Con “Macerie prime. Sei mesi dopo”, Bao pubblica la seconda parte dell’opera in due tempi di Zerocalcare: un epilogo che racconta le condizioni di vita di un’intera generazione

Questo libro si leggo dopo Macerie prime, che è uscito nel novembre del 2017. Se l’hai già letto, non rileggerlo prima di iniziare questo volume: i personaggi della storiasi sono persi di vista per sei mesi ed è giusto che anche tu li ritrovi come stanno per ritrovarsi loro».

Comincia così Macerie prime. Sei mesi dopo, seconda parte dell’opera in due tempi di Zerocalcare. Con un rimando utile e suggestivo, che se da un lato serve a orientare il lettore, dall’altro fa leva sui potenti e imprevedibili meccanismi della memoria per sviluppare il quadro d’insieme.

Un quadro dalle tinte desolanti: mentre nel mondo reale Michele e i suoi amici arrancano nella battaglia contro le difficoltà di tutti i giorni, nell’altra dimensione (interiore?) le oscure minacce dei demoni che la abitano si fanno via via sempre più concrete.

E alla fine, puntualmente, arriva la resa dei conti. Ecco, questa è la prima riflessione che esce dalle pagine di Macerie prime. Sei mesi dopo.

Possiamo vivacchiare, arrabattarci, lamentarci o consolare noi stessi pensando che il nostro momento arriverà, prima o poi. Oppure possiamo combattere.

«Lezione numero 1: non si scappa dalle cose feroci» afferma il ragazzino che corre in aiuto dei protagonisti durante la battaglia finale contro la bestia, quando tutto sembra perduto.

«Lezione numero 2: le cose feroci si possono colpire». Ecco quello che serve per sbloccare la situazione: prendere in mano il proprio destino, invece di subire passivamente l’evoluzione degli eventi.

«Lezione numero 3: se puoi, abbi cura di chi ti sta vicino». La salvezza passa dalla solidarietà e dalla collaborazione: l’egoismo e l’indifferenza non fanno che indebolire i singoli individui, fino a condurli alla catastrofe.

Nel primo capitolo di Macerie prime, il panda aveva sostituito l’armadillo come spirito guida di Zerocalcare: quando la sensibilità e la riflessione si erano dimostrate insostenbili, ecco pronti a subentrare l’istinto di sopravvivenza e il cinismo.

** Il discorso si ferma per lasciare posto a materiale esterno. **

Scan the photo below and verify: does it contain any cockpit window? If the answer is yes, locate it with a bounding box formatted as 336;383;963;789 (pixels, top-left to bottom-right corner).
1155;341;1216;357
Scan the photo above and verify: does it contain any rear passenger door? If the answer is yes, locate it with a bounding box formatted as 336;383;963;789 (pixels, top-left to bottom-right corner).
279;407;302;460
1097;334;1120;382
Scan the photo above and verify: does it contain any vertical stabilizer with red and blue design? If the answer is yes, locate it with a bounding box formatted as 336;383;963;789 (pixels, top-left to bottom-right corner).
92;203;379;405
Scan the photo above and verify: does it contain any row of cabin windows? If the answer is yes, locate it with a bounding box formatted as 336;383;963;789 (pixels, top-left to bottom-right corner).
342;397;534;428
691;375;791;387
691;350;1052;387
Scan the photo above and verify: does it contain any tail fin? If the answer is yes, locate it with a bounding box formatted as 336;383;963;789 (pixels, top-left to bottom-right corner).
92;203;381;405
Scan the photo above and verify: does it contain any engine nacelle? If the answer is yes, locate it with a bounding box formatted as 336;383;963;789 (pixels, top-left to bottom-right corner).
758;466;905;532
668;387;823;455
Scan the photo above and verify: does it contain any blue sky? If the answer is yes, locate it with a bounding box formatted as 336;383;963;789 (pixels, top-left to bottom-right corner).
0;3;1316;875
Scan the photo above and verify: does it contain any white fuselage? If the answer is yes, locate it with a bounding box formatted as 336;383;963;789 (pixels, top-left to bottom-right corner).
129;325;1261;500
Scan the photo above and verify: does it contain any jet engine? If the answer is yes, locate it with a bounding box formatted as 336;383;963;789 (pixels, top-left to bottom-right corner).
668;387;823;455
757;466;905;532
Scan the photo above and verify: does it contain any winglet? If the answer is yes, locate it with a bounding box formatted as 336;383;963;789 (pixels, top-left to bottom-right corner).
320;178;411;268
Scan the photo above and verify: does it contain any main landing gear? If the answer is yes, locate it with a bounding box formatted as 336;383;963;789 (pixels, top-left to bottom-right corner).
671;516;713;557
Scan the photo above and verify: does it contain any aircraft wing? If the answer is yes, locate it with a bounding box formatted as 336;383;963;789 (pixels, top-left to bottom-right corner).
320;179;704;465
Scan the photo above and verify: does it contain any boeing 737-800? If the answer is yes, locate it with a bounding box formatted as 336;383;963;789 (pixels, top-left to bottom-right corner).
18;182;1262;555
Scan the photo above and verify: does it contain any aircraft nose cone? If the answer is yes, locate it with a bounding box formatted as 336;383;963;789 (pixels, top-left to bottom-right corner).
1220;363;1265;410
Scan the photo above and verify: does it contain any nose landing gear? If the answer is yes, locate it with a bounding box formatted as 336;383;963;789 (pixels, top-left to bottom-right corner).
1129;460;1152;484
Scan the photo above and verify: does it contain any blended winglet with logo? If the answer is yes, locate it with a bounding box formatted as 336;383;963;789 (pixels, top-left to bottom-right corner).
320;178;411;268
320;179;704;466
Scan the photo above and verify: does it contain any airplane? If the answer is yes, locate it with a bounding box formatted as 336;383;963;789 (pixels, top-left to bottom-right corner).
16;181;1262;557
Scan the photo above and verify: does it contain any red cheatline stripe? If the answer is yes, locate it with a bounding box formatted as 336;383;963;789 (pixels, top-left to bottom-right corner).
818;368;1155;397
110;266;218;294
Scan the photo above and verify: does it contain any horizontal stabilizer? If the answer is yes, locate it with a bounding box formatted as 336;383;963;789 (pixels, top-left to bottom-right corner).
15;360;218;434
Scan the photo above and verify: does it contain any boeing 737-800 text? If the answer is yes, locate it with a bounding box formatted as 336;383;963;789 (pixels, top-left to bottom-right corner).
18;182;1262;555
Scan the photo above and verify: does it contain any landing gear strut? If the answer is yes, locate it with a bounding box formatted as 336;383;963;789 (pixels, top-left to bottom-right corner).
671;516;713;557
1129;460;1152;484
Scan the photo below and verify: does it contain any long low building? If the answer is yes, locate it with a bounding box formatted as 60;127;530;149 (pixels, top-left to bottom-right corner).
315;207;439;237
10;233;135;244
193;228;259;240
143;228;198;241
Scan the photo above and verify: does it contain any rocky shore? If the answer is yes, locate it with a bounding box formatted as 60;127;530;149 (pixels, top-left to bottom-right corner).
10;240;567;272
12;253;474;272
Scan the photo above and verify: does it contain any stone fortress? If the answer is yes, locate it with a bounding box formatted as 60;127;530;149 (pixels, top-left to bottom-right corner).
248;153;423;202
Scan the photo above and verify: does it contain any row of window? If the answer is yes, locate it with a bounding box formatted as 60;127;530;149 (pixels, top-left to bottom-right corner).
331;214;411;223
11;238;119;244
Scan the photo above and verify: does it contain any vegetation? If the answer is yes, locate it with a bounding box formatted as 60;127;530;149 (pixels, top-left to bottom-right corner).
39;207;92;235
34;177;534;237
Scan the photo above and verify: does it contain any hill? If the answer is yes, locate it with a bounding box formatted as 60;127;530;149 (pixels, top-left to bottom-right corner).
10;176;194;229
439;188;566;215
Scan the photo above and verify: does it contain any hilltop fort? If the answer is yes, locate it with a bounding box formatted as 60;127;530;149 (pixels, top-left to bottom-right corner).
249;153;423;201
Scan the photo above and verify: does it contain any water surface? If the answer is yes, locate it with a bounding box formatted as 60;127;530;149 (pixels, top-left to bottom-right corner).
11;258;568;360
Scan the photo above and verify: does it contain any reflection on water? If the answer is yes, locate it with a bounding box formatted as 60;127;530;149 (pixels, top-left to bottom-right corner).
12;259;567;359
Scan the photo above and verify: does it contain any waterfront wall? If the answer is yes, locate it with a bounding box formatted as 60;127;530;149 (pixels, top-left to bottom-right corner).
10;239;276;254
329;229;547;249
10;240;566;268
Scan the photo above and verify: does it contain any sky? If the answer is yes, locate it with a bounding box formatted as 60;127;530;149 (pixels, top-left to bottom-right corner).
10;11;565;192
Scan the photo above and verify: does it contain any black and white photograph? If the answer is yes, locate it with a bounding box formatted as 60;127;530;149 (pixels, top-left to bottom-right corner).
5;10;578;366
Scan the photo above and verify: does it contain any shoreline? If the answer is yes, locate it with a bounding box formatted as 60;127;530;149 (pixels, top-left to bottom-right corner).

Ma la presa di consapevolezza che la battaglia serve prima di tutto a mantenere viva la nostra anima riporta in auge l’armadillo. Protagonista di un colpo di scena finale e di un upgrade che – forse – consentirà a Zerocalcare di difendersi un po’ meglio da sensi di colpa e paranoie varie.

I colpi di scena non mancano nelle ultime pagine del graphic novel: anche l’anziano signore del mondo parallelo, infatti, finirà per svelare un’identità insospettabile. Precisando che forse i più giovani (la generazione Z?) sapranno adattarsi meglio al mondo di oggi rispetto a chi li ha preceduti.

In fondo è proprio una questione di adattamento, perché la battaglia armi in pugno – adrenalinica e coinvolgente – resta una metafora. La vita reale assomiglia più a uno scenario di guerriglia, dove la resistenza e l’offensiva sono quotidiane, lo scontro è a bassa intensità ma prosegue senza pause.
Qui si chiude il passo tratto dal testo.